“This can be a very mean spirited town,” Tillerson said, as staff present at his remarks laughed and clapped.
“But you don’t have to choose to participate in that,” he added.
In Tillerson’s brief speech ahead of his official departure at the end of the month, he told State Department employees to hold on to their integrity. “It belongs to you,” Tillerson said. “Only you can relinquish it or allow it to be compromised.”
Tillerson’s tenure was marked by plummeting morale and multiple vacancies in important posts, as the Trump administration moved to slash the agency’s budget and move decision making on many high-profile issues to the Pentagon or the White House.
But the 69th Secretary of State got sustained applause from staff, who clapped solidly for many minutes after Tillerson finished his remarks and while he slowly worked his way toward the exit, shaking dozens of hands as he departed. State Department officials say he was leaving directly for Texas.

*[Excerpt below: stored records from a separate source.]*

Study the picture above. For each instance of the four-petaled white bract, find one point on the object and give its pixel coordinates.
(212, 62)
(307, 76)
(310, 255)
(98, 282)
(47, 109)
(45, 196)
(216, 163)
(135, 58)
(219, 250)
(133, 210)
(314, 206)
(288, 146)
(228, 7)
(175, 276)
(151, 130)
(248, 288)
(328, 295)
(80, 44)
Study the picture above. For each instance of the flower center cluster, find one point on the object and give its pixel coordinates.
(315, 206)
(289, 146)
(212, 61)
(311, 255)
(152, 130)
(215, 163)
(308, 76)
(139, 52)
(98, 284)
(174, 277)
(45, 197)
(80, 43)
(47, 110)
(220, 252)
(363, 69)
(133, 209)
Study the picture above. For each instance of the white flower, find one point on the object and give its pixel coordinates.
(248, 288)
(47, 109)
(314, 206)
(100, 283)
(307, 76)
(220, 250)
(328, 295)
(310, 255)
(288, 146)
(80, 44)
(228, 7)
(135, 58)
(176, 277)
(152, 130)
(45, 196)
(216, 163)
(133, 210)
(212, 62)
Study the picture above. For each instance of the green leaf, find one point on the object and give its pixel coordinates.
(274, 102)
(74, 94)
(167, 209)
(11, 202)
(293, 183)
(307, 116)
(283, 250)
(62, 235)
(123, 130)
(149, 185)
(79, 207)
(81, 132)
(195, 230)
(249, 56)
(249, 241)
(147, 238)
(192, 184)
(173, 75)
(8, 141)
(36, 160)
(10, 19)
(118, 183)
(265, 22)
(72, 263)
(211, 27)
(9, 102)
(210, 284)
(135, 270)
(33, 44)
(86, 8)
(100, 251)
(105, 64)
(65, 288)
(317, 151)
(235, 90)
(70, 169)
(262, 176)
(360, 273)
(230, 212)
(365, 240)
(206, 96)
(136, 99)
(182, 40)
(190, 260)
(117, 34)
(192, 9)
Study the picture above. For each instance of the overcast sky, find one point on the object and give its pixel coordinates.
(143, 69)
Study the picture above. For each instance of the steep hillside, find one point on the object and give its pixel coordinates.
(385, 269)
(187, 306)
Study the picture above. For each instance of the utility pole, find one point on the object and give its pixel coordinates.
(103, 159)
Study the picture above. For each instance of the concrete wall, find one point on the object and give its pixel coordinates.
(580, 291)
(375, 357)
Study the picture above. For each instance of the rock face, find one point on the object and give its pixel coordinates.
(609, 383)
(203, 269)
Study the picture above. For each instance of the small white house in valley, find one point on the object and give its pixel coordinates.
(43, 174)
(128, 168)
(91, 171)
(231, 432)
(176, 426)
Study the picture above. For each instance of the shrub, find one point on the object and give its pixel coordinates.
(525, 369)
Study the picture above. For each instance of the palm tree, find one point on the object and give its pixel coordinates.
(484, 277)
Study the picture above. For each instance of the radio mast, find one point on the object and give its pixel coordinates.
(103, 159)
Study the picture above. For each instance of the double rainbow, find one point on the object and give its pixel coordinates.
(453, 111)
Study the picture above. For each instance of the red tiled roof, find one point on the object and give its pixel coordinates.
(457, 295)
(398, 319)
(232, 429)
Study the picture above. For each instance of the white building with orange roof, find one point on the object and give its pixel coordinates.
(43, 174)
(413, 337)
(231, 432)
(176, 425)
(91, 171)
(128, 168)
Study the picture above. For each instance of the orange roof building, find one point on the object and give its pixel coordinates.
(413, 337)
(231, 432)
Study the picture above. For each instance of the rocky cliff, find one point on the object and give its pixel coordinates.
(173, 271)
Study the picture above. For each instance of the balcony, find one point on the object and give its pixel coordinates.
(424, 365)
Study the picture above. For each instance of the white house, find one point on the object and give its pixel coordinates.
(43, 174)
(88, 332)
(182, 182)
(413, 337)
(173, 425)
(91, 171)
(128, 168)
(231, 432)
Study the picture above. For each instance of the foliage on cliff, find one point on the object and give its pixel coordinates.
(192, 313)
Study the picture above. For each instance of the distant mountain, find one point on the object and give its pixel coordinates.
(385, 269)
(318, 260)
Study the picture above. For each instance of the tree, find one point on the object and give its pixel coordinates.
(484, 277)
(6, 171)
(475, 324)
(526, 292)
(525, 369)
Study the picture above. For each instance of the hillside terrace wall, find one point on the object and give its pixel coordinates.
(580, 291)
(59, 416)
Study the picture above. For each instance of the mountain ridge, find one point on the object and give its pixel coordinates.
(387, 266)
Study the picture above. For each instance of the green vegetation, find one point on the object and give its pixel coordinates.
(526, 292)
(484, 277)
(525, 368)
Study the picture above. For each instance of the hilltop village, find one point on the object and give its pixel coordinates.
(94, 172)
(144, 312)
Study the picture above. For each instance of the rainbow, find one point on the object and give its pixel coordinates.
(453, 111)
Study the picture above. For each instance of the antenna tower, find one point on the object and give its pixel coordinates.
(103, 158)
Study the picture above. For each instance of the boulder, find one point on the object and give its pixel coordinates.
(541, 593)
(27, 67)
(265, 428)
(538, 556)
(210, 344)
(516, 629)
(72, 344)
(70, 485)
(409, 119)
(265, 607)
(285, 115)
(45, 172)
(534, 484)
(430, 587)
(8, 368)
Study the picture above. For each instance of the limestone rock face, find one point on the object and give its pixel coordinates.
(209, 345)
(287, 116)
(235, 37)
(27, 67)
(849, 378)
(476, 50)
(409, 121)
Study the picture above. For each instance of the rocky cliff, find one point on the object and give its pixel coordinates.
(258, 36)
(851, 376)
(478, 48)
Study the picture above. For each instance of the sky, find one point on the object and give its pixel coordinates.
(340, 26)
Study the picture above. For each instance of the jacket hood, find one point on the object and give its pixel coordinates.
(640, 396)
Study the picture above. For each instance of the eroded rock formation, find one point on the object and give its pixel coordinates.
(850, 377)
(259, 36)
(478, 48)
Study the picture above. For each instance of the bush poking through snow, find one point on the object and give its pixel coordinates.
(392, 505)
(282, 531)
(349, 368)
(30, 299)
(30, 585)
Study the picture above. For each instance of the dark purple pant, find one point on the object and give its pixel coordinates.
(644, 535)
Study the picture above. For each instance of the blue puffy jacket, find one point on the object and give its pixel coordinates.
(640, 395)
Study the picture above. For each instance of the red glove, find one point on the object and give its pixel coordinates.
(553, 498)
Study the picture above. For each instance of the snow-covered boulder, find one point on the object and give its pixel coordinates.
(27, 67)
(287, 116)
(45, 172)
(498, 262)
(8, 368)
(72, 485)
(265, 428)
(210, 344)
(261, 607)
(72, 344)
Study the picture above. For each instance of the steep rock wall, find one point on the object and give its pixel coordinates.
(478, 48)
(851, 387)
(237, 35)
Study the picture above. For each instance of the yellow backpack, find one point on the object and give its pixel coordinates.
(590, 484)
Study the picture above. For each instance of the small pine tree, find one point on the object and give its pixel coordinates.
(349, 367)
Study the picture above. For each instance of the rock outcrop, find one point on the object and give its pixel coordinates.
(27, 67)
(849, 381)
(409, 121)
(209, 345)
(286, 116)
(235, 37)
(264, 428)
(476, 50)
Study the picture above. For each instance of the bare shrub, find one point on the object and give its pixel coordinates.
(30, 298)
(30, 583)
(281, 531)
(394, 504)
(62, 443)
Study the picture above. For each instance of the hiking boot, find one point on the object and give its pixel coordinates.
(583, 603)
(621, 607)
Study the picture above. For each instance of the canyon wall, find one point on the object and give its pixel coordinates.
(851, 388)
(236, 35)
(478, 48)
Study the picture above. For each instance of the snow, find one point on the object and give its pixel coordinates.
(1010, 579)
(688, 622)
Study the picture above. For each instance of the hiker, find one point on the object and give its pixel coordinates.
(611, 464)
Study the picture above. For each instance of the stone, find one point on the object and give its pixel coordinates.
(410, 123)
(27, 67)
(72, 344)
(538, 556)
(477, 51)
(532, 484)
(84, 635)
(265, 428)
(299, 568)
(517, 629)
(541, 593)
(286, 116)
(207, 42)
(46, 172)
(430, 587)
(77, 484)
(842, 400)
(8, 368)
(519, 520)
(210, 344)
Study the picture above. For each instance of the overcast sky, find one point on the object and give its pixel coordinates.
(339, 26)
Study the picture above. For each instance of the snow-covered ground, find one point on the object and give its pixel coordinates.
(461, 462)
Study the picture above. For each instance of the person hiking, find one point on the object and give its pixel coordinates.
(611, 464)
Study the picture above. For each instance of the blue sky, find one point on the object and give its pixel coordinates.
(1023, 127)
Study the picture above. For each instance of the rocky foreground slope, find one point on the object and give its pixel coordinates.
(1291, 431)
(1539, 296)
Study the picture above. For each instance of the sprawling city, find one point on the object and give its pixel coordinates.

Tillerson mentioned Trump only once in his remarks, in passing and not by name, as he told staffers about preparing background materials “that were first the basis for discussions at the National Security Council and ultimately with the President.”
Tillerson said he’d prepared those materials for Pompeo so he would be able to see the basis for the strategy and tactics which guided the department on the major foreign policy issues.
“The country faces many challenges — in some instances perplexing foreign affairs relationships, and in other instances serious national security threats,” Tillerson told a crowd of several hundred gathered in the State Department’s main entrance and on balconies overlooking it. “In these times, your continued diligence and devotion to the State Department’s mission has never been more necessary.”
The crowd listened quietly until Tillerson ventured into more personal territory, and touched on themes that he had revisited more than once during his tenure. Foreign service officers and civil servants burst into laughter and applause, with many nodding, after Tillerson observed that Washington can be a mean-spirited place. When he followed that up with the advice that people don’t have to participate “in that,” he was again interrupted by clapping.
“I’d like to ask that each of you undertake to ensure one act of kindness each day towards another person,” Tillerson said. And he called on employees to “treat each other with respect,” adding that “we’re all just human beings trying to do our part.”
“Each of us get to choose the person we want to be, and the way we want to be treated, and the way we will treat others,” he said.
The former ExxonMobil CEO’s leadership at State was characterized by often public friction with the White House and the President himself over staffing and policy.
Trump very publicly took a different stance than his secretary of state on a dispute between Gulf nations, publicly mocked Tillerson’s diplomatic efforts with North Korea, and disagreed with his top diplomat on how to approach Iran.
And, as with his call to State Department staffers to treat each other with respect, Tillerson repeatedly appeared to distance himself from the President on issues of behavior and the treatment of others.
In the wake of the President’s comments that there were “good people” among white supremacists rallying in Charlottesville, after a woman was killed by one, Tillerson delivered a speech at the State Department about the importance of integrity.
After Trump dismissed African countries as “shitholes” in remarks to lawmakers, Tillerson spoke about the importance of inclusiveness, diversity and respect.
As the #MeToo movement about sexual harassment gathered steam, Trump defended a White House employee who was terminated after an alleged history of wife beating, and said, that “people’s lives are being shattered” by “a mere allegation.”
Days later, Tillerson addressed State Department employees about the need to intervene if they see sexual harassment and report it.